Aside from a certain Austin-based media fest last week, the annual TED 2015 conference also took place, spotlighting some of the most innovative ideas in Technology, Entertainment, and Design. There’s no need to go through all 12 sessions featured this year, because we’ve got all the relevant highlights right here.
The Future of Artificial Intelligence
Fei-Fei Li, director of Stanford’s Artificial Intelligence Lab and Vision Lab, has spent fifteen years working on a key component of machine learning—visual recognition. She presented one of the first computer vision models capable of generating a human-like sentence when it sees a picture for the first time.
Similarly, Oren Etzioni of the Allen Institute has worked in artificial intelligence for 20 years and is a firm believer in the fundamental difference between intelligence and autonomy. “AI won’t exterminate us,” he claimed, but will instead empower us to tackle real problems and help humanity.

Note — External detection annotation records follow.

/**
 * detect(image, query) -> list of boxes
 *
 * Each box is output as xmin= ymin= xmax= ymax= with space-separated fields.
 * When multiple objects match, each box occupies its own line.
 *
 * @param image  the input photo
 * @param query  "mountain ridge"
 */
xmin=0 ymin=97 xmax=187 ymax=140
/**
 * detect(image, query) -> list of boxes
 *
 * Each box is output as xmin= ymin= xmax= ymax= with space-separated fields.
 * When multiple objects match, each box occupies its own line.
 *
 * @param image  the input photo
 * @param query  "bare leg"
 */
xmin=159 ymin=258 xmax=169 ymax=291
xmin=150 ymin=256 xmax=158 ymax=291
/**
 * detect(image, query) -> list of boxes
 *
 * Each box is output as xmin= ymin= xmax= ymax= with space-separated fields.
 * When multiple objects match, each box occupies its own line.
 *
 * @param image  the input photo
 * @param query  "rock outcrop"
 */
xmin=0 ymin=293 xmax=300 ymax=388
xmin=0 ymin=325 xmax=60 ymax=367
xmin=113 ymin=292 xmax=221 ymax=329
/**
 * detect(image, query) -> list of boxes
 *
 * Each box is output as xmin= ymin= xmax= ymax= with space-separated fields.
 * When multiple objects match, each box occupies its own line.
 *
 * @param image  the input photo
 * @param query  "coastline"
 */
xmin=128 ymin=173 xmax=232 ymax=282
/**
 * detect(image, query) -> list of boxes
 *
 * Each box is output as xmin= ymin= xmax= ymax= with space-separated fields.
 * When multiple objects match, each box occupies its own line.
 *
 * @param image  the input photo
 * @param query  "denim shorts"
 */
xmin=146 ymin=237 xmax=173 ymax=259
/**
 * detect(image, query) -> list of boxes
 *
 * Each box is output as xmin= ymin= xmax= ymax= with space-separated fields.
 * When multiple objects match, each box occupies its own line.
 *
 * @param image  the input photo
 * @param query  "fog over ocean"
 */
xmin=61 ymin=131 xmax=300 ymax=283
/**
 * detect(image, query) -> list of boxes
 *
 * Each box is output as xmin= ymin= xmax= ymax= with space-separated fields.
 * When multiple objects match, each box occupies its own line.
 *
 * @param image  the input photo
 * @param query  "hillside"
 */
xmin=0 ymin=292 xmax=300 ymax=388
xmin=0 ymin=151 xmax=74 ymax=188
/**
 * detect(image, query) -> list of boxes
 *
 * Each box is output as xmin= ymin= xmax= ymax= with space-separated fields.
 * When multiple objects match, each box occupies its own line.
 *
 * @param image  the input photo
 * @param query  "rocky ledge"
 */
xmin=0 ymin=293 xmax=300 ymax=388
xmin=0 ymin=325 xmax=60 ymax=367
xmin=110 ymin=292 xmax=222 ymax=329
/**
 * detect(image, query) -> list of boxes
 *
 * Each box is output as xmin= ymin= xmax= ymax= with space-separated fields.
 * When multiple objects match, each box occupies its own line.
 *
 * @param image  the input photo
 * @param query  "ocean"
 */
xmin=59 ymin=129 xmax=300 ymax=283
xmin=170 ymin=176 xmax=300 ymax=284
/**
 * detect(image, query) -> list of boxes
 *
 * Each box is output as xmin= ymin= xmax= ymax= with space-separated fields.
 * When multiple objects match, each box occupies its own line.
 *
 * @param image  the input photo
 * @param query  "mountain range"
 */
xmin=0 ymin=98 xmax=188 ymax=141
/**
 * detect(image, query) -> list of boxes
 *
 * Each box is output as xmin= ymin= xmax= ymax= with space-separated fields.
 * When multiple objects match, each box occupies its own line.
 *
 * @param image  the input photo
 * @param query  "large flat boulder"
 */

The Necessity of Driverless Cars
Every year, 1.2 million people are killed on roads, and Chris Urmson, Director of Self-Driving Cars at Google[x], firmly believes that self-driving cars are the right approach to eliminate car accidents. He demonstrated how Google’s driverless cars handles all types of situations, from a turning truck to jaywalkers, with simulations that break a road down to a series of lines, boxes, and dots.
The Beauty of Big Data
With the help of some elegant visualizations, data artist Manuel Lima explored how the changing visual language reflects and shapes our understanding of the world. From radial convergence to arc diagrams, he believes that “growing visual taxonomy” can help us analyze complex systems of knowledge, social ties, species and ecosystems.
The Internet of Moving Things
Shiva Shivakumar, founder of Urban Engines, proposed a new take on the Internet of Things—the Internet of Moving Things, namely the network of any device, app, or software that tracks movement throughout space. By aggregating and analyzing cloud data from this IoMT, he created interactive models that visualize patterns of movement within cities that could vastly improve urban planning and transportation.